An extension of the narrow-mindedness has been the emphasis in the commentary on old sports rivalries, which misses the point of my column entirely. Students seem upset by football games that happened in a conference that was dissolved before most of them were even born. Get over it, already—life is too short.
Most disturbing is the lack of argumentative ability some people who responded to my column exhibited in their comments. Rather than formulating cogent arguments, some chose to jeer and call me names, resorting to the ad hominem fallacy that ancient rhetoricians cautioned Western philosophers to avoid. It is incredibly disappointing to see people who are supposedly seeking a higher degree of education resort to such simplistic and juvenile measures.
In the spirit in which I have been attacked, I assume that Razorback students, fans and alumni, upon arriving at the doorstep of any another college campus, should immediately perform the following acts of absolution.

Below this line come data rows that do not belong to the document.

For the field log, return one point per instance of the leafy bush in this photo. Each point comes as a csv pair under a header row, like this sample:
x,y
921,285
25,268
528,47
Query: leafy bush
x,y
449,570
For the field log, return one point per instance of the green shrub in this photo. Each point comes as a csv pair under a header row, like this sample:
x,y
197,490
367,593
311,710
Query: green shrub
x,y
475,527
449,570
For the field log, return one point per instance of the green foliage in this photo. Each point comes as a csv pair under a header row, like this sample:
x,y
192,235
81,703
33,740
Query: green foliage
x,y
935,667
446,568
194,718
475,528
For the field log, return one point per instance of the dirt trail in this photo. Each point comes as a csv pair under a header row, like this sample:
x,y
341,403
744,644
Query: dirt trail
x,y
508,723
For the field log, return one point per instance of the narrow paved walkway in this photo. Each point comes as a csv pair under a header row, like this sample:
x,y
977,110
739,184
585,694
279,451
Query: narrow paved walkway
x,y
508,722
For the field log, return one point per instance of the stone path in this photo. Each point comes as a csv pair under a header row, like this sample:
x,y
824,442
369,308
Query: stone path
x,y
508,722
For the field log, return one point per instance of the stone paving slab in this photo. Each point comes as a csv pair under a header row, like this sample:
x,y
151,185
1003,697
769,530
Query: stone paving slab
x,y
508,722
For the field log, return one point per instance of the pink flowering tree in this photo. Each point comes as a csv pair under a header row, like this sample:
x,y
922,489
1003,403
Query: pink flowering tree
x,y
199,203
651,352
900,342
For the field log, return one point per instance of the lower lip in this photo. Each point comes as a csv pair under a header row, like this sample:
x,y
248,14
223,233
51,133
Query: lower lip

They should remove their Razorback license plate, tear off their Razorback decals and right there on the side of the road set fire to all other Razorback paraphernalia. Then they should immediately run to the nearest campus store and buy products that represent the school that they are about to enter. You certainly do not want to stand out by being proud of your alma mater.
I am not a chameleon who changes colors at every state line.
Emily Hilley-Sierzchula is majoring in journalism. She is a Traveler columnist. Her column appears bimonthly, every other Monday.